柱マダ:思い出す夜がある思い出す夜がある。
崖の上に座り、月明かりが照らす里を見下ろした。秋の夜風は優しくて、忙しく駆けずり回った昼間の熱が、ゆっくりと冷やされ、消えていく。
手を結び合ったあの日からずっと、夢のようだった。作りたかった場所に、届きたかった高みにオレたちはいる。
世界中に向けて大声で叫びたかったし、実際叫びもした。諦めなかったぞ、オレたちは、と。
でも今この瞬間は少し違っていて、不思議な夢幻の世界にいるような気分だった。オレたちのほかに誰もいない。誰もこのひとときを知らない。酒の用意もしてあって、二人で静かに座っている。
ふと隣を見ると、いつもよりも見開かれた彼の黒い瞳が、月の光を受けてきらりと光ったように見えた。
ずっと一緒に、ずっとこの夢を守っていける。オレとお前なら。
『これでもう、お前と道を違えることはない』
口から出かけたその言葉を、舌先で丸めて酒と一緒にごくりと飲み込んだ。
言葉にする必要はない。
里という、二人で創り上げた美しいもの、それをいとおしく想う心を共有しているだけで幸せだった。なにも言わなくてもいい。こんな満たされた気持ちは生まれて初めてだった。
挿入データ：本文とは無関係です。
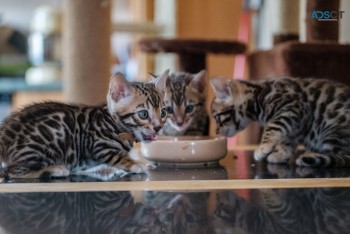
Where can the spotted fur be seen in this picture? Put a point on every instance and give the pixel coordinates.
(312, 112)
(185, 97)
(55, 139)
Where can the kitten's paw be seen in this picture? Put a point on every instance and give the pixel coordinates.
(312, 159)
(305, 171)
(281, 154)
(263, 151)
(139, 167)
(281, 170)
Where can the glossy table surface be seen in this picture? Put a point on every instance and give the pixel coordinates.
(238, 195)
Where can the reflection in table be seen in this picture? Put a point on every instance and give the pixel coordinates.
(308, 210)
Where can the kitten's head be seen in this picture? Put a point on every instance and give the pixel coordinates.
(138, 106)
(184, 96)
(229, 106)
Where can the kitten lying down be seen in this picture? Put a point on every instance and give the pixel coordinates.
(311, 112)
(55, 140)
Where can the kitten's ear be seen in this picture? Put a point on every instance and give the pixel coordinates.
(199, 82)
(120, 89)
(160, 81)
(222, 88)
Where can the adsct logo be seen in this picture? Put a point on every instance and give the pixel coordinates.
(327, 15)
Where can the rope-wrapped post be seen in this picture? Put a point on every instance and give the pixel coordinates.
(86, 50)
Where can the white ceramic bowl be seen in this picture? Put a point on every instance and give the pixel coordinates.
(185, 149)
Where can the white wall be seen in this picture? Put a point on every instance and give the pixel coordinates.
(18, 13)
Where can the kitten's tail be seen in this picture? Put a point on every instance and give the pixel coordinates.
(3, 170)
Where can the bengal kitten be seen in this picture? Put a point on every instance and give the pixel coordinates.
(312, 112)
(54, 139)
(185, 97)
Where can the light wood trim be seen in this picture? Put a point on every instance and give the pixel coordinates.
(175, 185)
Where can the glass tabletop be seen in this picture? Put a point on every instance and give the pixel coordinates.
(296, 210)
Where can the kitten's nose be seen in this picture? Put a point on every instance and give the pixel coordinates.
(180, 123)
(157, 128)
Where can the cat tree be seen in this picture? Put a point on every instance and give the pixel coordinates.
(321, 56)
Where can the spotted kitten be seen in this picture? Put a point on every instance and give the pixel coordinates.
(54, 139)
(185, 96)
(312, 112)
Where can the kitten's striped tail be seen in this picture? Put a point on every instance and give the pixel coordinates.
(3, 170)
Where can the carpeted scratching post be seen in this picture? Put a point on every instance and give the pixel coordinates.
(87, 50)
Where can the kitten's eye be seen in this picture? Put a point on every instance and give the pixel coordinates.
(189, 108)
(163, 113)
(169, 109)
(143, 114)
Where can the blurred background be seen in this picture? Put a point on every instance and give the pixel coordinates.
(66, 49)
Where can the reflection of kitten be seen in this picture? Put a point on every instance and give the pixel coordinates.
(82, 212)
(185, 96)
(312, 210)
(55, 139)
(166, 212)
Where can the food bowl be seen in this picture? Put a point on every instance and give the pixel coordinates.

「徳利を落とすんじゃねえぞ。下に誰かいたらどうすんだ」
マダラはそう言って、カラになったものをつまんでは、背後によけていく。ここじゃ高すぎて、落ちたところで風に飛ばされてどっかにいってしまうだろうに。どんなに酔っても少しも顔に出ないし、足元もしっかりしたものだが、なぜか妙に真面目で世話焼きになる。それが面白くて、ついこちらも盃が進む。これがマダラの性根なんだろう。やはり心の優しいやつなのだ。
「さすがに呑みすぎた! あぁ、いい気分だ」
後ろに手をついて、思いっきり空を見上げる。月が明るすぎて、夜とはとても思えないほどだ。
忍は満月など愛でている暇がない。そもそも忍稼業に夜も昼も区別がないのだ。月見酒なんて風情のあることをしている余裕はなかった。
「うーん! ピカピカで、まん丸で、キレイだな!」
マダラはぎょっとしたように一瞬動きを止めて、
「ふっ……、はは……! 感想が砂利以下……!」
「そっ、そんなに笑うことないだろ……」
「落ち込むなよ。ふふっ……、ホントにダッセェなお前は!」
マダラが大声で笑った。
子供の頃に、川辺で見た笑顔だった。